Wanda Mines, Edelsteinmine in der Provinz Misiones, Argentinien
Wanda Mines ist eine Tagbaumine in der Provinz Misiones, die Amethyste, Topase, Achate, Jaspise und Bergkristalle enthält, die dicht unter der Oberfläche abgebaut werden. Die Lagerstätten liegen nahe dem Fluss Paraná und ermöglichen einen vergleichsweise einfachen Zugang zu den Edelsteinvorkommen.

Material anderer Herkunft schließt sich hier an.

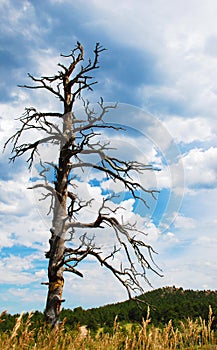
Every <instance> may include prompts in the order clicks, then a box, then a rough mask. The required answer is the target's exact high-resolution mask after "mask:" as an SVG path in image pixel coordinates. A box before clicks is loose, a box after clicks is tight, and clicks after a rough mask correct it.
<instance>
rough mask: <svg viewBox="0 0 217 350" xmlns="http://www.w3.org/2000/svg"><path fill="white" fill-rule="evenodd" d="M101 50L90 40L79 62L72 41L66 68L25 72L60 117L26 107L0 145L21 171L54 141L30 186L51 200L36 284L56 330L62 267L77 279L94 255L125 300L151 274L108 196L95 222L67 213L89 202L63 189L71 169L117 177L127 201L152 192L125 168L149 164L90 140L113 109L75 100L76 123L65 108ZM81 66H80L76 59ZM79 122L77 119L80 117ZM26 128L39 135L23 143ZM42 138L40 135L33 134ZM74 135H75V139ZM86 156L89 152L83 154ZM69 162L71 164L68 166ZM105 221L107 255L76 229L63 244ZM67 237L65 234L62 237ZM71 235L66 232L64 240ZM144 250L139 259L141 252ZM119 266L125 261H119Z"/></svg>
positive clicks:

Die Stätte wurde 1976 erstmals entdeckt und liegt auf dem Brasilianischen Schild, einer uralten geologischen Formation. Diese Region bildete sich vor etwa 150 Millionen Jahren durch vulkanische Aktivität und schuf die Bedingungen für die heutigen Mineralvorkommen.
Die Minenanlage ist nach einer polnischen Prinzessin benannt, die einer Legende nach sich in der Weichsel ertränkt haben soll. Die Geschichte hat sich in der lokalen Erzählung festgesetzt und prägt bis heute die Identität dieses Ortes.
Die Mine liegt etwa 40 Kilometer von Puerto Iguazú entfernt und ist mit geführten Touren zugänglich, bei denen Besucher die Entstehung von Edelsteinen kennenlernen. Ein Ausstellungsraum mit Schmuckstücken bietet einen Überblick über die Verarbeitung der gewonnenen Materialien.
Die Basaltformation hier enthält einen Eisenoxidanteil von etwa 93 Prozent, was besondere Bedingungen für die Kristallbildung schafft. Diese hohe Konzentration führt zu den Gasblasen in der Roche, die letztendlich die Hohlräume bilden, in denen die Kristalle wachsen.